Die größte Abweichung liegt in der Einschätzung zu Profilinformationen, die vermeintlich zu einer Nichteinstellung führen. Hier sind es die Bewerber selbst, die sich sehr stark Gedanken um ihre Auftritte in Sozialen Netzwerken machen, „sie wollen nichts Falsches posten.“ Die befragten Studierenden vermuten zum Beispiel, dass übertriebene Pinnwandeinträge, Partybilder, unseriöse Darstellungen sowie politische Kommentare schon zu einer Nichteinstellung führen könnten. „Die befragten Personaler gaben jedoch keinen Grund zu dieser Sorge. Diese nennen weitaus extremere Gründe, die zur Ablehnung führen, z.B. rechtsradikale Haltungen, Feindseligkeiten gegenüber Minderheiten, kriminelle und pornographische Inhalte. Man wird nicht von der Personalabteilung aussortiert, nur weil bei Facebook auf einem Urlaubsfoto zu sehen ist, dass man etwas Alkoholisches zu sich nimmt“, so Prof. Griesbaum.

Die hohe Bedeutung, die  Soziale Online-Netzwerke für den Berufseinstieg bzw. das Personalrecruiting mittlerweile einnehmen, wird durch weitere Untersuchungen aus Hildesheim gestützt. So weist eine bereits 2010 durchgeführte Befragung von 211 Studierenden und 96 Absolventen darauf hin, dass rund 50% der stellensuchenden Studenten und knapp 70% der stellensuchenden Absolventen ein Profil in einem beruflich orientierten Sozialen Online-Netzwerk haben. Interviews mit Unternehmensvertretern aus dem Jahre 2009 zeigen auf, dass auf Unternehmensseite Potentiale nicht nur in der Prüfung von Bewerbern, sondern auch in der aktiven Ansprache von potentiell Qualifizierten sowie in der Aktivierung der Kontakte eigener Mitarbeiter gesehen werden.

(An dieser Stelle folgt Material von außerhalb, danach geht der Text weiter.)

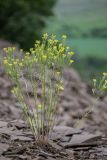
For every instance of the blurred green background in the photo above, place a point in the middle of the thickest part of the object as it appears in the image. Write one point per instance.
(85, 24)
(83, 21)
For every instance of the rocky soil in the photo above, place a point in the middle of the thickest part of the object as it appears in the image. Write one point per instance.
(80, 134)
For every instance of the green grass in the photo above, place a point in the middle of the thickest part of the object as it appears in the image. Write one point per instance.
(75, 17)
(89, 47)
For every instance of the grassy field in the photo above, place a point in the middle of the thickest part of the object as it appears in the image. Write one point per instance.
(78, 17)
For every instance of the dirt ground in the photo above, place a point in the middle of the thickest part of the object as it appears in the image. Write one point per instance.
(77, 136)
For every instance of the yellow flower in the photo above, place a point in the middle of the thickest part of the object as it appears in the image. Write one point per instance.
(10, 64)
(71, 53)
(5, 61)
(105, 74)
(20, 64)
(39, 106)
(64, 36)
(27, 53)
(14, 62)
(71, 61)
(58, 73)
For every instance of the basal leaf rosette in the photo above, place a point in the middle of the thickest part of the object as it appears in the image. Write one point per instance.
(42, 68)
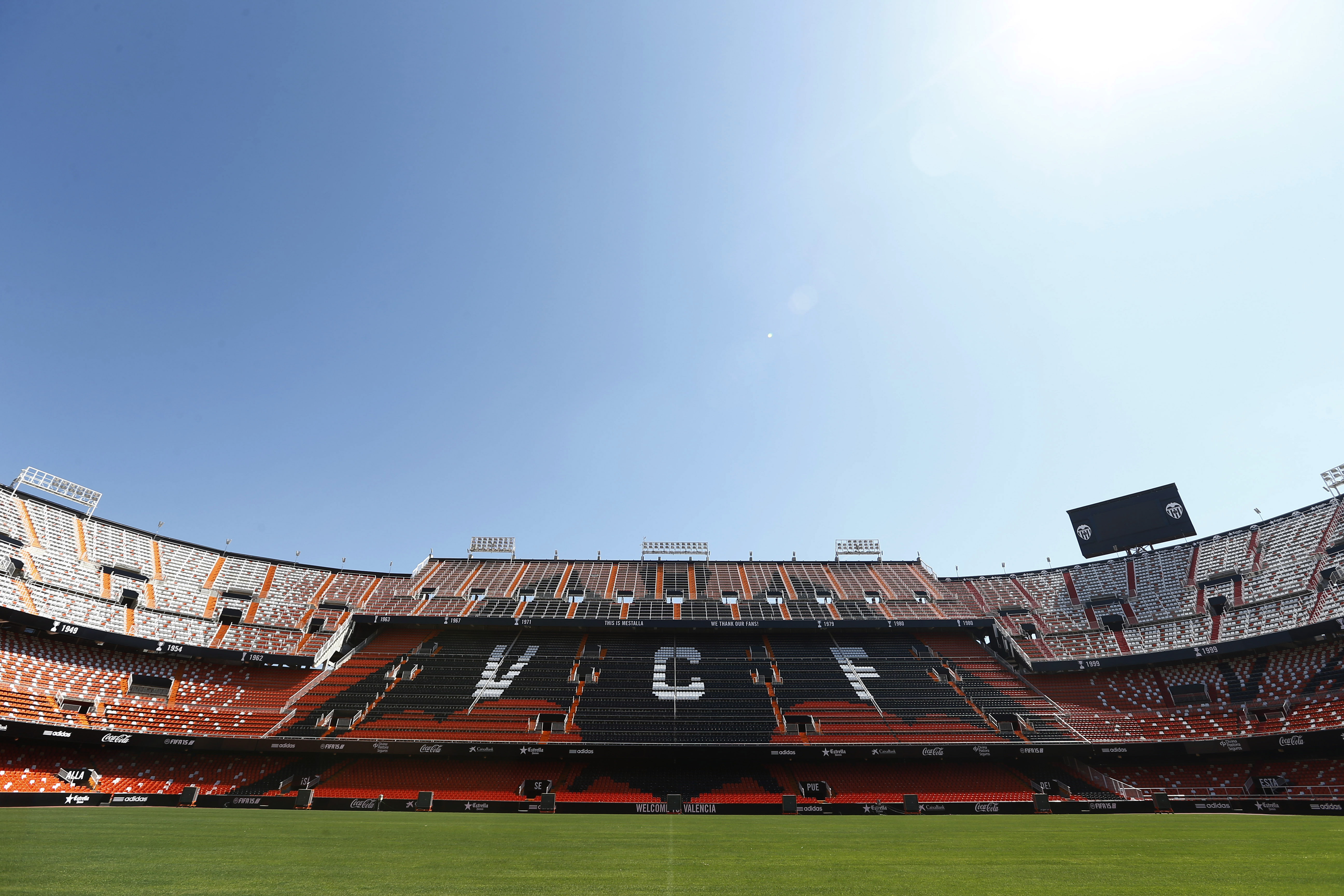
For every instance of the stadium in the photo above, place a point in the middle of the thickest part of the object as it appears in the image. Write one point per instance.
(1203, 676)
(439, 438)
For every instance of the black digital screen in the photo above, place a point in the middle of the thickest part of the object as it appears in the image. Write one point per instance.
(1146, 518)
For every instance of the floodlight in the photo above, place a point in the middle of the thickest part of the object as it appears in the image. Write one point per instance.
(858, 546)
(491, 545)
(61, 488)
(677, 547)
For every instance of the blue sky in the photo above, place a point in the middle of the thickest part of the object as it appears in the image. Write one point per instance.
(365, 280)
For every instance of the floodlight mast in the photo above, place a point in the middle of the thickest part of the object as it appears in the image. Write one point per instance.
(58, 487)
(491, 545)
(690, 549)
(866, 547)
(1334, 479)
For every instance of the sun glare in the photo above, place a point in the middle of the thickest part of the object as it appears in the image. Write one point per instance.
(1092, 44)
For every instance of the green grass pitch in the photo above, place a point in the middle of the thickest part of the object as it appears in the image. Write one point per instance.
(232, 851)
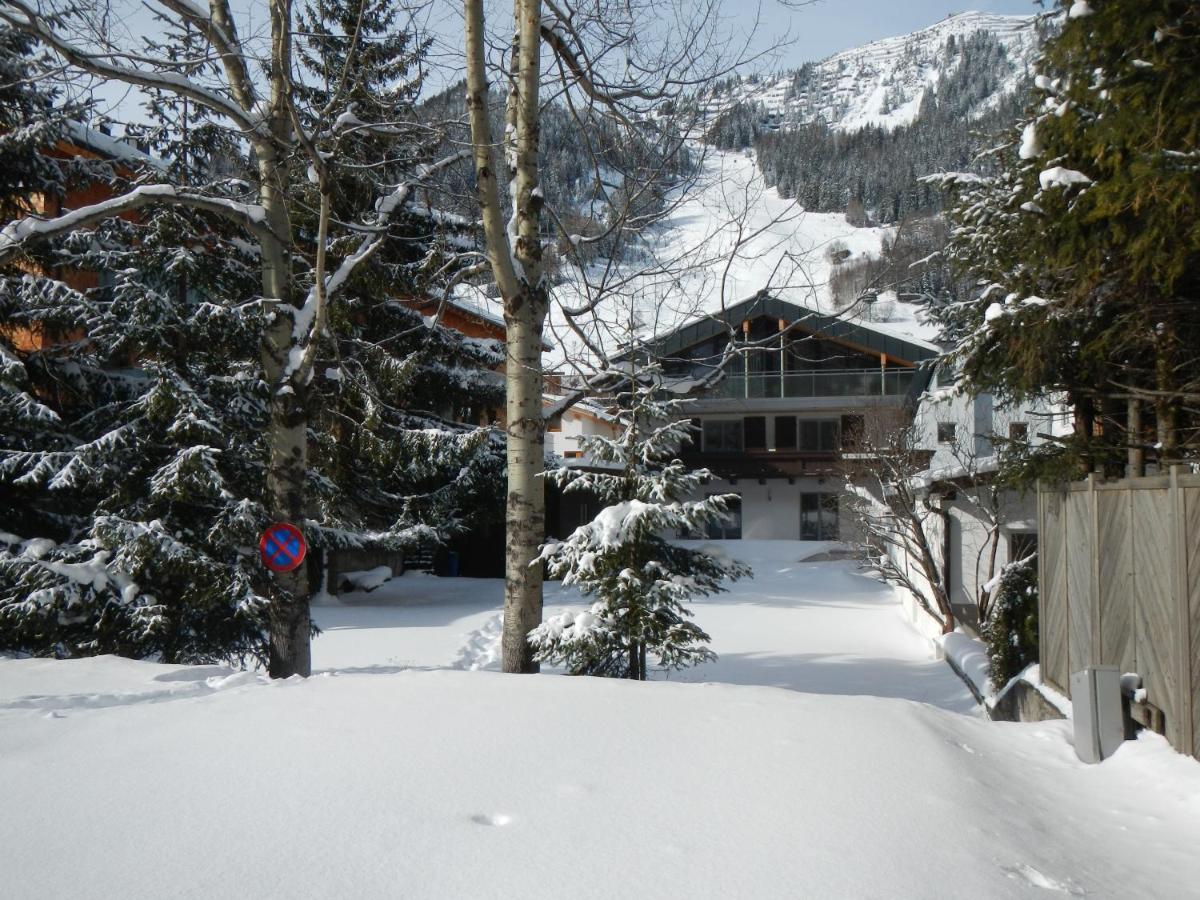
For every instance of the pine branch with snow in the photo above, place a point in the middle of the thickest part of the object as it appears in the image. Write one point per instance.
(641, 580)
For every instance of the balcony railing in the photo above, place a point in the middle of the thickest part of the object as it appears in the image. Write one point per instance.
(817, 383)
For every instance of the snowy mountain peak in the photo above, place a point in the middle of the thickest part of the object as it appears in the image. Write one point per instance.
(883, 83)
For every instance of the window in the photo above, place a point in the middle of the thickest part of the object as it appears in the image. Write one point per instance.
(851, 431)
(819, 436)
(723, 436)
(731, 528)
(785, 432)
(819, 516)
(755, 432)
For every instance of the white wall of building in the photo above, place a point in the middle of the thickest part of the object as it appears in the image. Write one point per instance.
(977, 419)
(575, 424)
(772, 510)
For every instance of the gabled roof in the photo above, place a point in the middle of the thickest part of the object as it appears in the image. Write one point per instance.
(843, 330)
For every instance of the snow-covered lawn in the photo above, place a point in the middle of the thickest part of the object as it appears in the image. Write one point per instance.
(390, 774)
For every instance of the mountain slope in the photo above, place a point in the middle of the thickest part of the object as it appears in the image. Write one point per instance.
(883, 83)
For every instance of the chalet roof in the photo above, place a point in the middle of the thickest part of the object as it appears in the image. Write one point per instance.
(846, 331)
(107, 145)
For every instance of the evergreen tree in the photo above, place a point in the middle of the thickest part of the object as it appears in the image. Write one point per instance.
(132, 475)
(640, 579)
(137, 460)
(1087, 239)
(1012, 629)
(402, 443)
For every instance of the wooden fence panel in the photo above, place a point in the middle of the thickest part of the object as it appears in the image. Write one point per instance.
(1192, 541)
(1080, 570)
(1155, 607)
(1120, 585)
(1115, 588)
(1053, 598)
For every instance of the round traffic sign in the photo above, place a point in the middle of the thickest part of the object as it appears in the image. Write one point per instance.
(282, 547)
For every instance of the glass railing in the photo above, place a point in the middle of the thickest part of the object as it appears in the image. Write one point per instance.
(814, 383)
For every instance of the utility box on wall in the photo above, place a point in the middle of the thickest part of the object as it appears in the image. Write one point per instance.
(1096, 706)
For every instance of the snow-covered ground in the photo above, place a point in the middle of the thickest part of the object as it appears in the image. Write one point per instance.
(393, 775)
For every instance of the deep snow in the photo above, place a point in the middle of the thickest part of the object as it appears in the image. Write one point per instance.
(125, 778)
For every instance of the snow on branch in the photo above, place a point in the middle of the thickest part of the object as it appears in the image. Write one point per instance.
(310, 317)
(21, 232)
(25, 19)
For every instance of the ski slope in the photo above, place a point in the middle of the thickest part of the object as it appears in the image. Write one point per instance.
(726, 237)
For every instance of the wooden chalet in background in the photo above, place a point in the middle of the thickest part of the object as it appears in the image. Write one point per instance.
(777, 421)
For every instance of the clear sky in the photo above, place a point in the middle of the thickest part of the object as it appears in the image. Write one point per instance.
(811, 30)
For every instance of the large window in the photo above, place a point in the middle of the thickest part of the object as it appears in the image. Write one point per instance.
(756, 432)
(819, 516)
(819, 436)
(731, 528)
(785, 432)
(723, 436)
(809, 436)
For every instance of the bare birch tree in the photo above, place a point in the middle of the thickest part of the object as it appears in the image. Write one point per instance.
(636, 67)
(256, 95)
(895, 510)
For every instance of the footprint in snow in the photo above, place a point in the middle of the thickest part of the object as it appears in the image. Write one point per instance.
(1032, 876)
(491, 819)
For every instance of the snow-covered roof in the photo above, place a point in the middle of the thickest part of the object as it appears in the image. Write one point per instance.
(869, 336)
(108, 145)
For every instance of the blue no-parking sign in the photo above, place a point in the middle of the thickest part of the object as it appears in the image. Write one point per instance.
(282, 547)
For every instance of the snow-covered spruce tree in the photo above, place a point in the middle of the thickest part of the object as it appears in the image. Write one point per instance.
(1086, 240)
(137, 463)
(400, 453)
(640, 579)
(1012, 630)
(300, 270)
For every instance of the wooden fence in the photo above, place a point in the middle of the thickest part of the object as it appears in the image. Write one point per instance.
(1120, 585)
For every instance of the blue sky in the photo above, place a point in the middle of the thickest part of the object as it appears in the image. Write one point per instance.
(813, 31)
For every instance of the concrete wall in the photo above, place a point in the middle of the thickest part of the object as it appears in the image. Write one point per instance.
(977, 419)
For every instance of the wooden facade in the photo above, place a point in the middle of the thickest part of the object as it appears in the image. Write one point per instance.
(1120, 585)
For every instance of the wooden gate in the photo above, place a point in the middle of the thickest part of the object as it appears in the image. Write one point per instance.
(1120, 585)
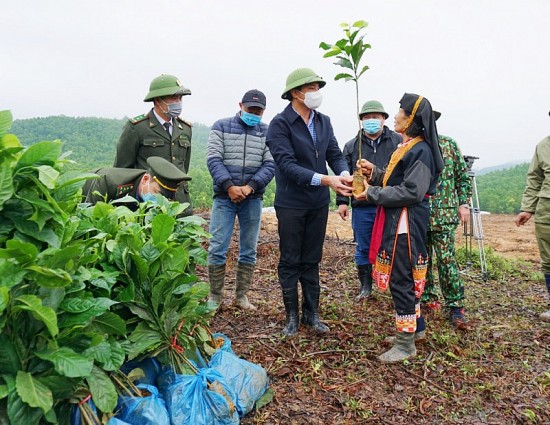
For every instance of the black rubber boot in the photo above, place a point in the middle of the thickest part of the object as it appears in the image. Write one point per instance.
(310, 308)
(216, 276)
(290, 299)
(365, 277)
(244, 278)
(545, 317)
(403, 348)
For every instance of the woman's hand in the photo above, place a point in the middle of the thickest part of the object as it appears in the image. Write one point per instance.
(363, 195)
(366, 167)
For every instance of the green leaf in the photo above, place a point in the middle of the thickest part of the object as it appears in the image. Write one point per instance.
(6, 120)
(60, 386)
(33, 392)
(103, 390)
(333, 52)
(266, 398)
(10, 362)
(50, 278)
(109, 323)
(99, 306)
(11, 273)
(345, 63)
(67, 362)
(23, 252)
(363, 71)
(6, 182)
(143, 339)
(163, 227)
(109, 353)
(360, 24)
(40, 153)
(47, 175)
(76, 305)
(4, 298)
(45, 314)
(19, 412)
(346, 76)
(11, 143)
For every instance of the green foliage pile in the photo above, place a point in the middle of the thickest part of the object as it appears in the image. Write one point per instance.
(82, 290)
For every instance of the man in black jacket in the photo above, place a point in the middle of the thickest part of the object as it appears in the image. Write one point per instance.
(377, 144)
(302, 143)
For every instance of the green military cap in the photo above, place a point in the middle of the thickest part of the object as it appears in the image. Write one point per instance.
(300, 77)
(167, 175)
(165, 85)
(373, 107)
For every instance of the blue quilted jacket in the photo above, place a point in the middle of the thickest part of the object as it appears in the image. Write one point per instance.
(237, 155)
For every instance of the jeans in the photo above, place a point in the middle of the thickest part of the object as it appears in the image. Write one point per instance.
(222, 222)
(362, 223)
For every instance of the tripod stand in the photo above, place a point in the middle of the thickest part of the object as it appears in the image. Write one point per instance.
(474, 229)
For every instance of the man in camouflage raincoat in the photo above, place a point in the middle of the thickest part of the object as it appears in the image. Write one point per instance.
(448, 207)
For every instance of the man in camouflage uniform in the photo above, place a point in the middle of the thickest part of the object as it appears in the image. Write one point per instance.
(160, 178)
(161, 132)
(536, 201)
(448, 207)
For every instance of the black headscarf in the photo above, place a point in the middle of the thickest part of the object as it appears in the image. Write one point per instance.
(424, 116)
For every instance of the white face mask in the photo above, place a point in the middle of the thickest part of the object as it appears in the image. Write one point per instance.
(313, 99)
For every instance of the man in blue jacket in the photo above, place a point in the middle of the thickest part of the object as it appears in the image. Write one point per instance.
(241, 167)
(302, 143)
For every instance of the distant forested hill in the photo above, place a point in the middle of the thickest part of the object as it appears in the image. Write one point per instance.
(93, 142)
(501, 191)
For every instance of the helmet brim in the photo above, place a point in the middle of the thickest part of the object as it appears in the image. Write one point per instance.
(166, 91)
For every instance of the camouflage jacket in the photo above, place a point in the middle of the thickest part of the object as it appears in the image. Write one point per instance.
(454, 187)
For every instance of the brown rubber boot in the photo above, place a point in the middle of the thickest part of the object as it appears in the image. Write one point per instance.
(402, 349)
(244, 278)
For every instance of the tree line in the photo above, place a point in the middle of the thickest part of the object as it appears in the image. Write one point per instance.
(92, 143)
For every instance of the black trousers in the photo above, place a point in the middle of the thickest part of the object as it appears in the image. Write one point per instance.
(301, 238)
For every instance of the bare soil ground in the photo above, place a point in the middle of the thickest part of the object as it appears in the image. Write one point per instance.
(498, 372)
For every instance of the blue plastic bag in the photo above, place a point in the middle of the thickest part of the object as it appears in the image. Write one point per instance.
(202, 399)
(115, 421)
(249, 381)
(76, 417)
(149, 410)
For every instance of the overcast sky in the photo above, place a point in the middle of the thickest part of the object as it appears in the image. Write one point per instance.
(485, 64)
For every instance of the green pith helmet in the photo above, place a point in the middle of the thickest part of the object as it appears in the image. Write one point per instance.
(165, 85)
(373, 106)
(300, 77)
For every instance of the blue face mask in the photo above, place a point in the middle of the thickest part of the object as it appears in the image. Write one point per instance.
(250, 119)
(174, 109)
(148, 197)
(372, 125)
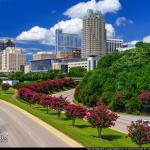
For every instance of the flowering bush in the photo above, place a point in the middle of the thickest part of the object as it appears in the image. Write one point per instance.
(28, 95)
(101, 117)
(5, 86)
(45, 101)
(145, 97)
(59, 104)
(50, 85)
(139, 132)
(73, 112)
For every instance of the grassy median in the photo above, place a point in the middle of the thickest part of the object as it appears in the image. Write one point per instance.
(83, 133)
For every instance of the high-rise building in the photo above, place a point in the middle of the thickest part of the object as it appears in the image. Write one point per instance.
(93, 35)
(65, 41)
(6, 43)
(43, 55)
(114, 44)
(12, 60)
(69, 54)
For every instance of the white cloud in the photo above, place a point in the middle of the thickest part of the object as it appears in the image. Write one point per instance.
(105, 6)
(146, 39)
(35, 34)
(123, 21)
(110, 31)
(47, 36)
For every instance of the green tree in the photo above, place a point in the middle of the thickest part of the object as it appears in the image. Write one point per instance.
(77, 72)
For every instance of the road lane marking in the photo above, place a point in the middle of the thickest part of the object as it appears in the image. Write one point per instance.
(66, 139)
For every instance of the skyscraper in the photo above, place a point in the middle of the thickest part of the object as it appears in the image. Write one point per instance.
(114, 44)
(93, 35)
(6, 43)
(12, 59)
(65, 41)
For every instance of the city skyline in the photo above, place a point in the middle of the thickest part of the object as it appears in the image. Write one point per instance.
(45, 18)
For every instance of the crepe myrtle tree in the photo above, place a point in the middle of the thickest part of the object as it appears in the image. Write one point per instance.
(59, 104)
(45, 101)
(139, 132)
(101, 117)
(5, 87)
(73, 112)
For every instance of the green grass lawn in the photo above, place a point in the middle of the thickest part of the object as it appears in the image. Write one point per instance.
(83, 133)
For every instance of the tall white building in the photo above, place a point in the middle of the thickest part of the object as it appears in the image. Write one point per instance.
(114, 44)
(43, 55)
(93, 35)
(12, 59)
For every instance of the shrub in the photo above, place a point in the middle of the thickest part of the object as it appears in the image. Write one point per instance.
(73, 112)
(59, 104)
(29, 96)
(5, 86)
(139, 132)
(45, 101)
(48, 86)
(18, 85)
(145, 96)
(101, 117)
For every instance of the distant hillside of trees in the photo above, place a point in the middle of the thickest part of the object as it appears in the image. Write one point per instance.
(122, 80)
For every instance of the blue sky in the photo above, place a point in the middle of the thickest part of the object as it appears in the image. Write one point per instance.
(130, 19)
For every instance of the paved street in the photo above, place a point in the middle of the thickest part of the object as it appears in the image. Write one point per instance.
(123, 121)
(17, 130)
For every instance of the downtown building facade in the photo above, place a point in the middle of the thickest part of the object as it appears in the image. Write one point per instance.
(6, 43)
(12, 60)
(65, 41)
(114, 44)
(93, 35)
(43, 55)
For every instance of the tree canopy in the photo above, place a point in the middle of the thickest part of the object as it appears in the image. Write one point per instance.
(118, 80)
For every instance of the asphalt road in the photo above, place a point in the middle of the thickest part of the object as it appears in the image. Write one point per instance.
(18, 130)
(123, 121)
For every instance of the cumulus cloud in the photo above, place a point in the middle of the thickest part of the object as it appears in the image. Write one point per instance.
(123, 21)
(47, 36)
(105, 6)
(110, 31)
(34, 34)
(146, 39)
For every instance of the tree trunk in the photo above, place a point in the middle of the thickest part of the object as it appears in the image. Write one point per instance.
(59, 114)
(73, 122)
(47, 109)
(99, 129)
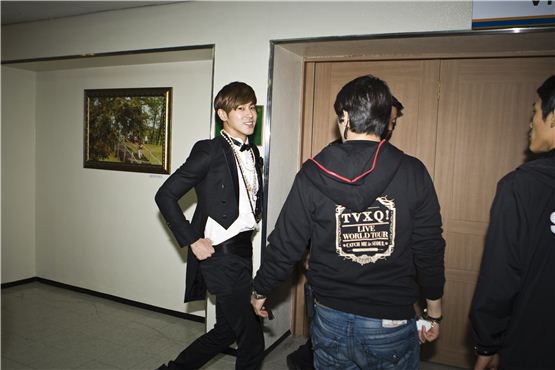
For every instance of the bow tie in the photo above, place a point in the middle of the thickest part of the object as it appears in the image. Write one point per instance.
(242, 147)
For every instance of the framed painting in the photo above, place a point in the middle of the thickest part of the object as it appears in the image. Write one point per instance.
(128, 129)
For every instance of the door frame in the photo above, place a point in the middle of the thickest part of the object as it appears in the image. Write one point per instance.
(512, 42)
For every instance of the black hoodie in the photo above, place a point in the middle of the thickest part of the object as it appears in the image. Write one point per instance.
(513, 310)
(371, 217)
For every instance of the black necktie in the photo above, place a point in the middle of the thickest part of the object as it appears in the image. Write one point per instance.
(242, 147)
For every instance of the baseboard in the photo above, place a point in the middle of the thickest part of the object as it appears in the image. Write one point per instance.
(19, 282)
(186, 316)
(277, 342)
(182, 315)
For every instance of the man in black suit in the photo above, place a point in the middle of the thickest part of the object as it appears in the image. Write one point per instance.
(226, 173)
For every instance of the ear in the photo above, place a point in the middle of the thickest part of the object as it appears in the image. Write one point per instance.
(346, 118)
(222, 114)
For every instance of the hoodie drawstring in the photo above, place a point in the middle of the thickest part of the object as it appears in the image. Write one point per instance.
(331, 173)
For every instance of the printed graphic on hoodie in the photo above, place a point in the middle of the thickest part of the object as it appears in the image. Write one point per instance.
(367, 236)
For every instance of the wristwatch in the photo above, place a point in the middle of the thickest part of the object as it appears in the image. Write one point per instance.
(257, 295)
(427, 317)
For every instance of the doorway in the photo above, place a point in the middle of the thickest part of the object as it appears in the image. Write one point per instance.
(450, 86)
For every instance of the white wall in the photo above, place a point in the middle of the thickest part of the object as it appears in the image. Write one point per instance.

Internationales Informationsmanagement an der Universität Hildesheim studieren

Im Mittelpunkt von Forschung und Lehre steht bei Prof. Joachim Griesbaum die Welt des Internets. Die Studierenden des Studiengangs  „Internationales Informationsmanagement“  befassen sich im Schnittfeld von Sprache, Kommunikation und Information mit vielfältigen Aspekten der Neuen Medien – auch aus internationaler und interkultureller Perspektive: Wie funktioniert die Kommunikation in Sozialen Netzwerken, in interkulturell geprägten Situationen oder beim Online Marketing? Wie wird das Internet in beruflichen Kontexten genutzt? Was zeichnet eine benutzerfreundliche Internetseite aus? Verstehen Computer Sprache? Wie gelangen wir bei der Masse an Daten an die gewünschten Informationen? „Diese Studieninhalte sind zentrale Erfolgsfaktoren für Wirtschaft und Unternehmen“, erklärt Joachim Griesbaum. Absolventen sind heute weltweit tätig – ob im Online Marketing bei Adobe, für VW in Wolfsburg oder Florida, als Informations- und Wissensmanager bei Accenture oder im PR-Bereich bei MAN. Zentrale Schlüsselqualifikationen hierfür sind die ebenfalls im Studiengang vermittelten interkulturellen Kompetenzen. Neben der Informationswissenschaft kann im Studium Interkulturelle Kommunikation als Schwerpunkt gewählt werden.